Éric Brunet : La fonction publique. Six millions d’agents publics en France, ce n’est pas possible. On a plus d’agents publics que l’Allemagne qui a pourtant 85 millions d’habitants. On paie 220 milliards d’impôts de plus que les Allemands. Notre fonction publique est scandaleusement pléthorique. Il faudrait juste supprimer deux millions de fonctionnaires en France. Il faudrait réformer les services publics mais aussi avoir la capacité d’évaluer leur pratique.

JOL Press : Auriez-vous tenu les mêmes propos si Nicolas Sarkozy avait été réélu ?
 

Éric Brunet : Oui, tout-à-fait. Je suis critique vis-à-vis de Nicolas Sarkozy. Je pense qu’il n’est pas allé assez loin dans la réforme. Il a secoué la société française, il a entrepris beaucoup de choses, mais je mesure aujourd’hui qu’il n’a pas été assez transgressif.

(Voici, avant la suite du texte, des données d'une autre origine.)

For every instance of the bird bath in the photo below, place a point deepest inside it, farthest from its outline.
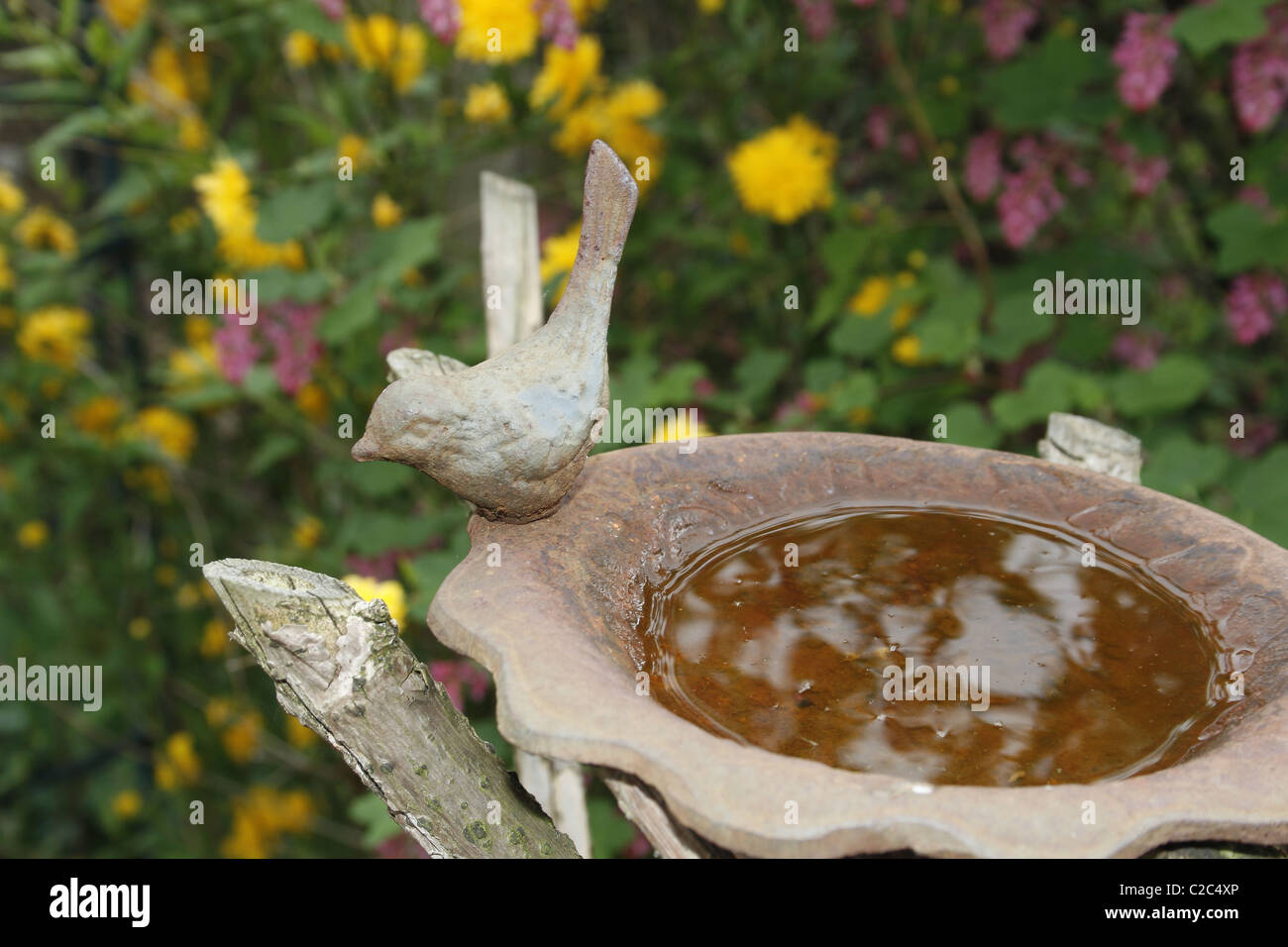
(1137, 696)
(559, 611)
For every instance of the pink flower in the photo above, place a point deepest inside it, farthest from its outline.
(1028, 200)
(1256, 438)
(442, 17)
(1252, 304)
(558, 25)
(1145, 172)
(1258, 75)
(1005, 25)
(877, 125)
(818, 16)
(1137, 350)
(1145, 54)
(983, 165)
(236, 348)
(462, 677)
(290, 329)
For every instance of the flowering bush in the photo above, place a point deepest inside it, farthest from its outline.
(845, 208)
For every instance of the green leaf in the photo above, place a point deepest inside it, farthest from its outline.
(859, 389)
(273, 449)
(391, 253)
(758, 373)
(372, 813)
(675, 385)
(351, 315)
(609, 830)
(1016, 328)
(1046, 85)
(1048, 386)
(1261, 492)
(822, 373)
(949, 330)
(294, 211)
(967, 424)
(1247, 239)
(1205, 27)
(1183, 468)
(855, 335)
(1175, 381)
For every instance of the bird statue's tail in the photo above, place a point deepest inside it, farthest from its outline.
(608, 206)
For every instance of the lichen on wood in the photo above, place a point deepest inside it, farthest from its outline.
(339, 667)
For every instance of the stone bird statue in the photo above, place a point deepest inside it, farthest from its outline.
(510, 434)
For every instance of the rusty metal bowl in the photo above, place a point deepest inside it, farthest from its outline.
(559, 621)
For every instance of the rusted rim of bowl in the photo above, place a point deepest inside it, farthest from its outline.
(548, 622)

Propos recueillis par Marine Tertrais pour JOL Press

Volontiers provocateur, Éric Brunet anime depuis plus de deux ans Carrément Brunet sur RMC de 13h à 14h. Il intervient parallèlement dans les médias sur iTélé, BFM TV, Paris Première. Il est l’auteur de plusieurs livres, dont Dans la tête d’un réac (Editions Nil) et Etre de droite : un tabou français (Albin Michel).